Lack of stock remains an issue, too. Still, 54% of buyers say that a lack of stock is significantly inhibiting their ability to purchase a property. This is only slightly down from 63% in April. This issue is most pronounced at the top end of the market with 88% looking to purchase a property above £1 million hindered by a lack of suitable properties.

Impact of interest rates and increased cost of living

For the majority of buyers, the amount they plan to spend on their new home hasn’t changed. 54% said that there would be no effect and that they plan to use the same source of funding. While 7.8% plan to spend the same overall but are likely to reduce the amount they borrow for the purchase, dipping deeper into their equity pots to fund their purchase.

However, recent interest rate rises and the increased cost of living have also started to impact buyer budgets in some areas of the market. 29% of prospective buyers surveyed stated that they have reduced their budgets in response to these factors.

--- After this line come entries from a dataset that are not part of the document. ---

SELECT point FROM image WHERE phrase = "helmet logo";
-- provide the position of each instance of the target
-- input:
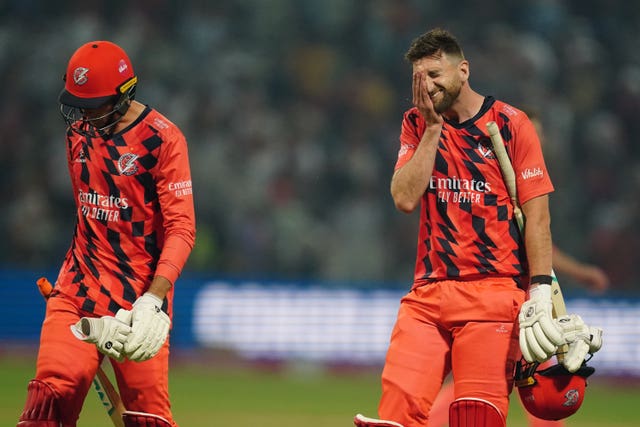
(122, 66)
(127, 165)
(80, 75)
(572, 397)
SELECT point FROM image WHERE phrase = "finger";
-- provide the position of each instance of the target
(537, 351)
(524, 347)
(575, 356)
(551, 331)
(541, 338)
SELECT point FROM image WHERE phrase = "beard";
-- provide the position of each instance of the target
(449, 96)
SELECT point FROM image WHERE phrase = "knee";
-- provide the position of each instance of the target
(472, 412)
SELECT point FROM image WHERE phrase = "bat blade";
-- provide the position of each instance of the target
(104, 388)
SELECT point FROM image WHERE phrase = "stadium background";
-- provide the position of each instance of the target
(292, 113)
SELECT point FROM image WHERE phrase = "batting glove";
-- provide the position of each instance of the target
(580, 338)
(540, 336)
(149, 328)
(108, 333)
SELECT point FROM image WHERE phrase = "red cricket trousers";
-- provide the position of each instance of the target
(69, 365)
(464, 327)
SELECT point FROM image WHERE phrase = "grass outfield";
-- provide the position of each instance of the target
(298, 396)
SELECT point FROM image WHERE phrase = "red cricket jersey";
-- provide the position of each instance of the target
(135, 215)
(467, 229)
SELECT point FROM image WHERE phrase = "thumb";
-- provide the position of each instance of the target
(124, 316)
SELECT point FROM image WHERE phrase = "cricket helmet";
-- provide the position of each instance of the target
(98, 73)
(553, 393)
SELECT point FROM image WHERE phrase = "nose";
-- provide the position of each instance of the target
(428, 82)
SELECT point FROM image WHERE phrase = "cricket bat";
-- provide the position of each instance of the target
(509, 176)
(107, 393)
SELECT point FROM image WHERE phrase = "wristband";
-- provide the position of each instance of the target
(542, 279)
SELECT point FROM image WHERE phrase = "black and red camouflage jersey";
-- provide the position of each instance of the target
(135, 214)
(467, 229)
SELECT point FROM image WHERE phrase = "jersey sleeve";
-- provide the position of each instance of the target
(410, 134)
(174, 188)
(532, 177)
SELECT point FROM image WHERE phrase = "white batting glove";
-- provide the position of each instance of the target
(108, 333)
(149, 328)
(580, 338)
(540, 336)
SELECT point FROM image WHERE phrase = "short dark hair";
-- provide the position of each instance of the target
(433, 43)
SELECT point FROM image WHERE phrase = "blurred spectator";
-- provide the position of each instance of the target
(287, 111)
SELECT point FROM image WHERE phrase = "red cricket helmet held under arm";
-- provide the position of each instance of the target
(553, 393)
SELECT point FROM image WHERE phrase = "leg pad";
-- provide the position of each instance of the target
(41, 407)
(142, 419)
(362, 421)
(470, 412)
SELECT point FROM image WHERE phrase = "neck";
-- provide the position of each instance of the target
(134, 111)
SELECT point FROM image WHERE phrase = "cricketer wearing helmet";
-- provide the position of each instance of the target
(135, 227)
(473, 266)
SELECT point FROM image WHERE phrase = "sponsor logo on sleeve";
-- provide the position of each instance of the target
(529, 173)
(181, 188)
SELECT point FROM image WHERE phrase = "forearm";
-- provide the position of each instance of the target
(160, 286)
(537, 236)
(411, 181)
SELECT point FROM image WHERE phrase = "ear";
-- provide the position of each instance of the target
(463, 70)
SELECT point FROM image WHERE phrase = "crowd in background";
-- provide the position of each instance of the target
(292, 111)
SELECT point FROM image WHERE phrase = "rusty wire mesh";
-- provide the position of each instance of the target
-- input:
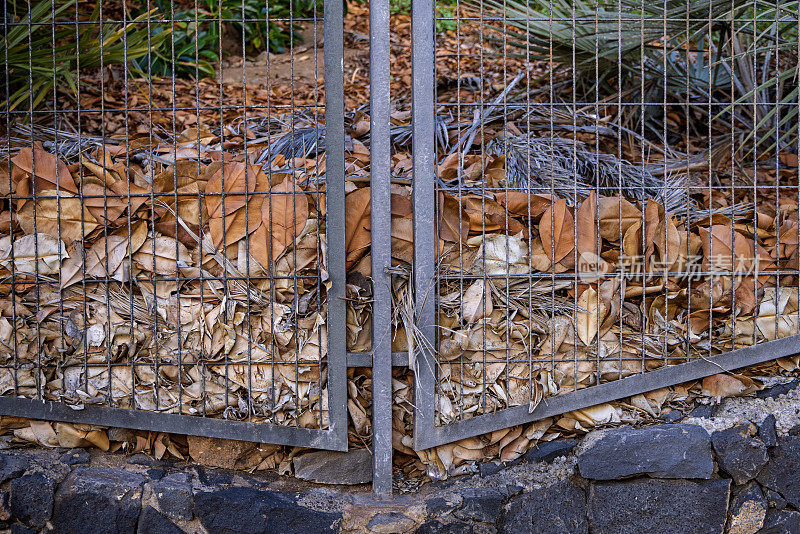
(616, 191)
(164, 236)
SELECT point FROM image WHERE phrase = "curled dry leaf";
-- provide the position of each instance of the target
(357, 224)
(33, 254)
(284, 213)
(477, 302)
(45, 166)
(62, 215)
(587, 315)
(556, 229)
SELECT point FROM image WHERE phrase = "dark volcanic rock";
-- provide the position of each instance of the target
(331, 467)
(781, 473)
(19, 528)
(748, 508)
(76, 457)
(781, 522)
(174, 496)
(547, 451)
(442, 504)
(658, 506)
(663, 451)
(11, 466)
(435, 526)
(152, 522)
(480, 504)
(242, 510)
(740, 453)
(31, 498)
(766, 431)
(557, 509)
(108, 500)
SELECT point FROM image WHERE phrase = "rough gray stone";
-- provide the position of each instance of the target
(330, 467)
(152, 522)
(747, 511)
(662, 451)
(174, 496)
(547, 451)
(672, 416)
(390, 523)
(781, 522)
(702, 411)
(766, 431)
(31, 498)
(780, 474)
(434, 526)
(557, 509)
(11, 466)
(774, 499)
(479, 504)
(776, 391)
(658, 506)
(740, 453)
(142, 459)
(107, 499)
(240, 510)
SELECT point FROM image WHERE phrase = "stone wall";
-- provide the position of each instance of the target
(665, 478)
(727, 469)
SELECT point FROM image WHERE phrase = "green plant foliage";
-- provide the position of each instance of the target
(44, 52)
(445, 13)
(197, 42)
(716, 55)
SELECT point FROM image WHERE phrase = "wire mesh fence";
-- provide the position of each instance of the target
(165, 254)
(617, 194)
(206, 216)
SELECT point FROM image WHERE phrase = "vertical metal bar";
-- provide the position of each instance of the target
(381, 234)
(424, 172)
(334, 222)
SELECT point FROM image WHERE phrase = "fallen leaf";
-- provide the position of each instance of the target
(557, 232)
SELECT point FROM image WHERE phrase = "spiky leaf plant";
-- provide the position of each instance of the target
(715, 56)
(42, 50)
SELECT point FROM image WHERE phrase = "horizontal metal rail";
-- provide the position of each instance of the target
(608, 391)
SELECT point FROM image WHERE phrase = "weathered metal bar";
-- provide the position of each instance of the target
(364, 359)
(609, 391)
(424, 173)
(335, 218)
(381, 250)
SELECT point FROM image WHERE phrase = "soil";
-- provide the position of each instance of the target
(303, 64)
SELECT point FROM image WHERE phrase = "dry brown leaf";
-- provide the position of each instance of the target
(454, 223)
(477, 302)
(63, 216)
(616, 215)
(284, 214)
(357, 224)
(531, 205)
(48, 250)
(50, 170)
(586, 320)
(557, 231)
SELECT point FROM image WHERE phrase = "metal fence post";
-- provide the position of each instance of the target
(380, 181)
(424, 172)
(334, 176)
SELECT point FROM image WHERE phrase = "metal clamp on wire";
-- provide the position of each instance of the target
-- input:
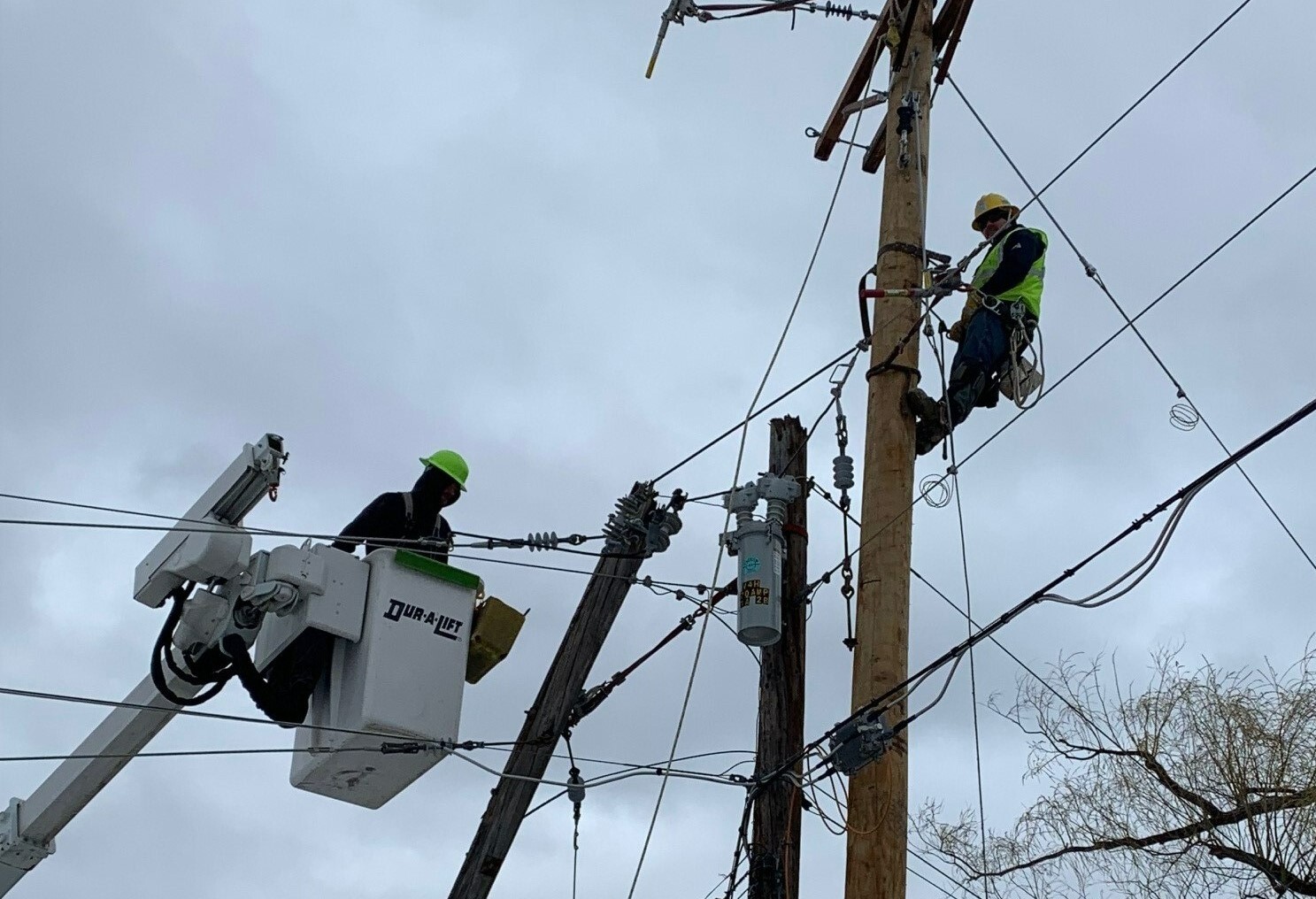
(878, 294)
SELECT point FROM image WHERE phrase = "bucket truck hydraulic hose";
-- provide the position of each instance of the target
(164, 650)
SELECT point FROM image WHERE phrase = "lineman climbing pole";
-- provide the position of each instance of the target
(875, 856)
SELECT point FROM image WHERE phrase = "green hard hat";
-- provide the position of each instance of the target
(450, 464)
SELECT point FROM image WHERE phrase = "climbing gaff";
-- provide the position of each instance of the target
(759, 547)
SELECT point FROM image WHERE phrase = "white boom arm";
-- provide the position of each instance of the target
(27, 826)
(213, 550)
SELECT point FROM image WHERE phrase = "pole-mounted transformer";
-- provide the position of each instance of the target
(759, 545)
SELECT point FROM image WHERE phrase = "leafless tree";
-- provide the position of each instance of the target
(1202, 783)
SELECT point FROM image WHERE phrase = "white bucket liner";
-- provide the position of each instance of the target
(403, 680)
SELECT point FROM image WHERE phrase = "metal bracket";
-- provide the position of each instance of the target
(18, 850)
(875, 99)
(858, 742)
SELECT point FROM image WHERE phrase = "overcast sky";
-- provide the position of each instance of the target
(384, 228)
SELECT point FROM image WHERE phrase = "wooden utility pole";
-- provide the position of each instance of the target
(546, 720)
(775, 849)
(875, 857)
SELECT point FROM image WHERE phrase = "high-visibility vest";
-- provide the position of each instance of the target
(1029, 291)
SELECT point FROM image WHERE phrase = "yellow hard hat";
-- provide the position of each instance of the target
(991, 203)
(450, 464)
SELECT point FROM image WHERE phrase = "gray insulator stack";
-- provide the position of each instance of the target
(843, 472)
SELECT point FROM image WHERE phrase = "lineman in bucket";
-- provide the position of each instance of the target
(1004, 302)
(416, 515)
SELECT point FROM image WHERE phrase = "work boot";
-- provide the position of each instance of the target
(921, 405)
(928, 434)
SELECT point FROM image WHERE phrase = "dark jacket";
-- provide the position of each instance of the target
(284, 691)
(1021, 249)
(386, 519)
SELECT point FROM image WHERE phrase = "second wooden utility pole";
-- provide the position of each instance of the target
(775, 848)
(875, 857)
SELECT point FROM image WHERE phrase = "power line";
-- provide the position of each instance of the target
(1091, 273)
(179, 753)
(203, 526)
(213, 716)
(740, 457)
(764, 408)
(954, 653)
(112, 526)
(1148, 308)
(1136, 103)
(1097, 349)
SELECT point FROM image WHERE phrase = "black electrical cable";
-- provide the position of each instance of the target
(753, 415)
(953, 655)
(164, 649)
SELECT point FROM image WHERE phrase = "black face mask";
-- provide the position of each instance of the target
(430, 486)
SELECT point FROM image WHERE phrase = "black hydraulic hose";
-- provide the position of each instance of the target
(162, 650)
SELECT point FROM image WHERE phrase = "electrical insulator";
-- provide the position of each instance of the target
(843, 472)
(759, 547)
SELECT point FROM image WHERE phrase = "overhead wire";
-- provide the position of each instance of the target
(1097, 349)
(1091, 273)
(740, 457)
(1003, 648)
(204, 526)
(1136, 103)
(885, 699)
(1161, 296)
(492, 559)
(959, 510)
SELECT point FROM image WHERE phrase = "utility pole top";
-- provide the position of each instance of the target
(945, 37)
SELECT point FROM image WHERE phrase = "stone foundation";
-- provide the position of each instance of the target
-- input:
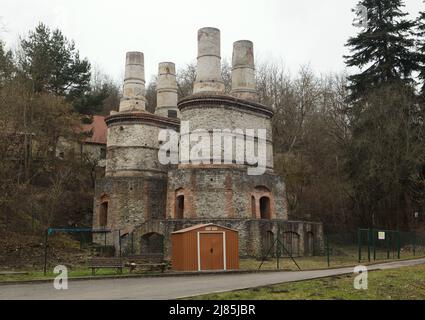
(256, 237)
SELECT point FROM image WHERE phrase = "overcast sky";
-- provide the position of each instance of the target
(292, 31)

This is most true for those more reliant on borrowing – including 50% of those wanting to take the first step onto the property ladder, and 44% of those who are looking to upsize.

Cohorts that reported as being least impacted were downsizers, with 66% keeping both their budget and funding the same, and those moving outside of London (59%).

Frances McDonald, research analyst at Savills, comments: “Despite transactions remaining robust over the summer months, there’s now certainly less urgency in the market, with rising costs of debt impinging on the budgets of those most reliant on a mortgage. Increased costs of living are also making buyers much more conscious when it comes to how much they are willing to spend."

“Ultimately, in the short term, the market will be predominately driven by homeowner need, rather than lifestyle influences which drove the market during the pandemic. Especially now that lockdowns are fading into distant memory.

“As a result, after more than two years of runaway house price growth, sellers will need to become much more realistic when it comes to pricing their home, especially as more stock comes onto the market.

Frances concludes: “As and when inflation has been tamed, the cost of debt eases and we see a pick-up in both domestic and global economic growth, we can expect price growth to return to these markets, particularly given the strength of buyers’ underlying commitment to move over the medium term.”